Workbench guidance
Use the modules from left to right for the first build. Return to assumptions, line items, and scenarios whenever evidence changes. Save named versions at meaningful review points so later reports can be tied to the exact case seen by decision makers.
Data-entry conventions
- Use one concept per line item and names a non-author can recognize.
- Store cash as positive amounts; direction determines whether it enters or leaves the model.
- Use month numbers consistently: the first modeled month is month 0.
- Prefer drivers such as units Ć rate when they explain the amount better than a fixed total.
- Use manual monthly values only where the profile cannot be expressed clearly by frequency and growth.

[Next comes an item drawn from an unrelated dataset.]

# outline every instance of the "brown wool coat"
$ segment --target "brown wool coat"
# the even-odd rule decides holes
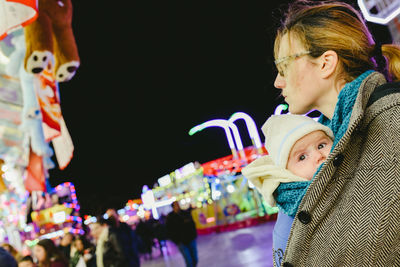
[[[374,72],[361,84],[346,133],[299,206],[284,266],[400,266],[400,93],[366,108],[384,83]]]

- Disable obsolete items instead of reusing them for a different concept when traceability matters.
- Link high-value lines to assumptions or evidence and explain material overrides.
Quality checklist
- Decision question, owner, horizon, currency, and reserve are explicit.
- Income and all startup, operating, financing, and contingency costs are considered.
- High-impact assumptions have owners and validation actions.
- Base and downside cases are credible and materially different.
- The cash low point occurs within the chosen horizon or the horizon is extended.
- Funding sources and approval conditions cover any reserve shortfall.
- NPV, ROI, payback, and IRR are interpreted with their limitations.
- Recorded recommendation, calculated signal, rationale, risks, and conditions are internally consistent.
- AI-generated content is disclosed and reviewed by a person.
- The board report is generated from the approved saved version.
When the data cannot support a responsible choice, defer is a valid outcome. Specify the evidence or milestone needed to return to the decision rather than presenting false precision.